New monuments for the new India: heritage-making in a 'timeless city'



The ambitious Kashi Vishvanath Corridor in Varanasi (India) was inaugurated by Prime Minister Narendra Modi in March 2019. Set to turn the site into a ‘world-class’ pilgrimage destination, the project entails the construction of a monumental path that connects the Ganges river to the city’s main Hindu temple. In the middle of the area under ‘beautification’, stands the Gyanvapi mosque – a longstanding target of Hindu nationalist campaigns to ‘liberate’ supposedly originally Hindu places of worship from Muslim presence.

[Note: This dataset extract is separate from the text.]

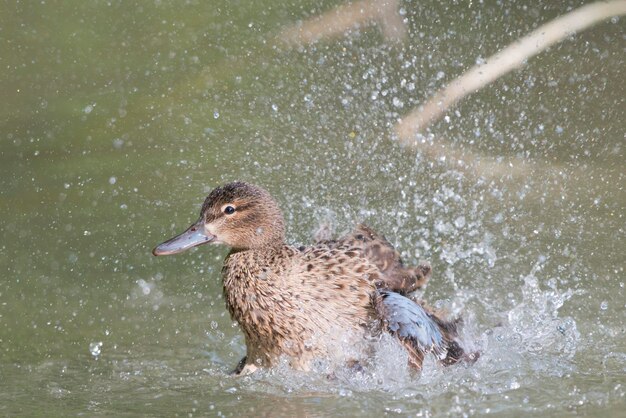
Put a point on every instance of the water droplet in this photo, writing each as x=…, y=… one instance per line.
x=95, y=349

By combining ethnographic material collected through longitudinal research with a critical analysis of local Hindi newspapers, I trace the genesis of the Corridor as a ‘heritage project’. I suggest that, through it, a new heritage regime is being put forward to suit, and provide evidence for, current Hindu nationalist projections of India as a Hindu nation. However, I also argue that this regime is not just the result of a top-down agenda, but originates from a counter-intuitive process: bottom-up mobilisations of heritage by residents (who were eventually evicted) seem to have informed, if not provoked, subsequent official narratives and the branding of the Corridor as heritage.